Monday, March 20, 2017

2017-03-20: A survey of 5 boilerplate removal methods

Boilerplate removal result from BeautifulSoup's get_text() method for news website. Extracted text includes extraneous text, HTML and Javascript text.
Fig. 1: Boilerplate removal result for BeautifulSoup's get_text() method for a news website. Extracted text includes extraneous text (Junk text), HTML, Javascript, comments, and CSS text.
Boilerplate removal result from NLTK's (OLD) clean_html() method for news website. Extraneous text included, but does not include Javascript and HTML text.
Fig. 2: Boilerplate removal result for NLTK's (OLD) clean_html() method for a news websiteExtracted text includes extraneous text, but does not include Javascript, HTML, comments or CSS text.
Boilerplate removal result from Justext method for news website. Smaller extraneous text compared to BeautifulSoup's get_text() and NLTK's (OLD) clean_html() method, but title missing.

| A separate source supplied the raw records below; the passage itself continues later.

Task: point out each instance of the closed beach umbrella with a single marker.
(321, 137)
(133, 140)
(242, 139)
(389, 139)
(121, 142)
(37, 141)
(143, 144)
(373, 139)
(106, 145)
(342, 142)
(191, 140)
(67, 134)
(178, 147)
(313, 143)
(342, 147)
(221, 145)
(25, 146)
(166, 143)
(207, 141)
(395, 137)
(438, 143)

Fig. 3: Boilerplate removal result for Justext method for a news websiteExtracted text includes smaller extraneous text compared to BeautifulSoup's get_text() and NLTK's (OLD) clean_html() method, but the page title is absent.
Boilerplate removal result from Python-goose method for this news website. No extraneous text compared to BeautifulSoup's get_text(), NLTK's (OLD) clean_html(), and Justext but missing title text and first paragraph.
Fig. 4: Boilerplate removal result for Python-goose method for this news website. No extraneous text compared to BeautifulSoup's get_text(), NLTK's (OLD) clean_html(), and Justext, but page title and first paragraph are absent.
Boilerplate removal result from  Python-boilerpipe (ArticleExtractor) method for this news website. Smaller extraneous text compared to BeautifulSoup's get_text(), NLTK's (OLD) clean_html(), and Justext.
Fig. 5: Boilerplate removal result for  Python-boilerpipe (ArticleExtractor) method for a news websiteExtracted text includes smaller extraneous text compared to BeautifulSoup's get_text(), NLTK's (OLD) clean_html(), and Justext.
Boilerplate removal refers to the task of extracting the main text content of webpages. This is done through the removal of content such as navigation links, header and footer sections, etc. Even though this task is a common prerequisite for most text processing tasks, I have not found an authoritative versatile solution. In other to better understand how some common options for boilerplate removal perform against one another, I developed a simple experiment to measure how well the methods perform when compared to a gold standard text extraction method (myself). Python-boilerpipe (ArticleExtractor mode) performed best on my small sample of 10 news documents with an average Jaccard Index score of 0.7530, and median Jaccard Index score of 0.8964. The Jaccard scores for each document for a given boilerplate removal method was calculated over the sets (bag of words) created from the news documents and the gold standard text.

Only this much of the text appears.